Lastly, we can also find the adiabatic flame temperature by using the built-in equilibrate() method provided by the Solution class.

Given an initial state, this finds the equilibrium state (composition and temperature) while holding two properties constant.

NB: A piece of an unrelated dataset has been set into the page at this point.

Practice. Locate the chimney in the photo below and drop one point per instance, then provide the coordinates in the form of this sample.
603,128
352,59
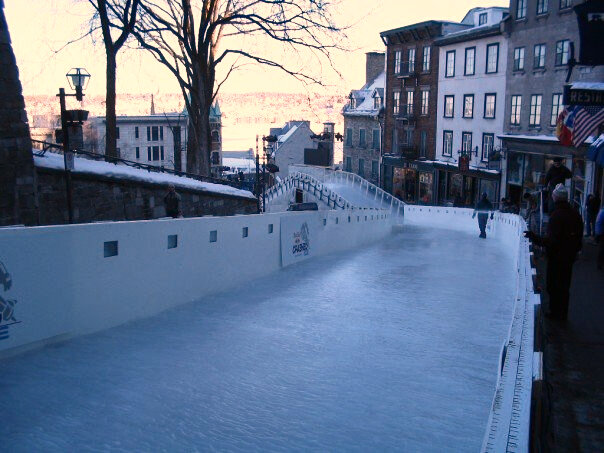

For the adiabatic flame temperature, we hold enthalpy and pressure constant (equilibrate('HP')).

To ensure that only the species involved in stoichiometric, complete combustion are considered, we also need to construct a new mixture object that only contains the fuel, oxygen, nitrogen, carbon dioxide, and water.

# Get all of the Species objects defined in the GRI 3.0 mechanism
species = {S.name: S for S in ct.Species.listFromFile('gri30.cti')}

# Create an IdealGas object with species representing complete combustion
complete_species = [species[S] for S in ('C2H6','O2','CO2','H2O','N2')]
gas = ct.Solution(thermo='IdealGas', species=complete_species)

gas.TP = to_si(temperature_in), to_si(pressure)
gas.set_equivalence_ratio(1.0, 'C2H6', 'O2:1, N2:3.76')
gas.equilibrate('HP')


# for comparing to the other solutions
num_moles = 2.0 + 3.0 + 13.167

print(f'Adiabatic flame temperature: {gas.T: .2f} K')

print('Moles of species at equilibrium:')
for sp, mole_fraction in zip(gas.species_names, gas.X):
    print(f'{sp:4}  {mole_fraction*num_moles: 5.3e}')

Adiabatic flame temperature:  2379.85 K
Moles of species at equilibrium:
C2H6   2.304e-08
O2     8.065e-08
CO2    2.001e+00
H2O    3.001e+00
N2     1.317e+01

/tmp/ipykernel_4536/2098430063.py:2: DeprecationWarning: Static method 'listFromFile' is renamed to 'list_from_file'. The old name will be removed after Cantera 2.6.
  species = {S.name: S for S in ct.Species.listFromFile('gri30.cti')}

This result is extremely close to what we obtained previously; the temperature is slightly different due to the (very) small amounts of reactants still present at equilibrium.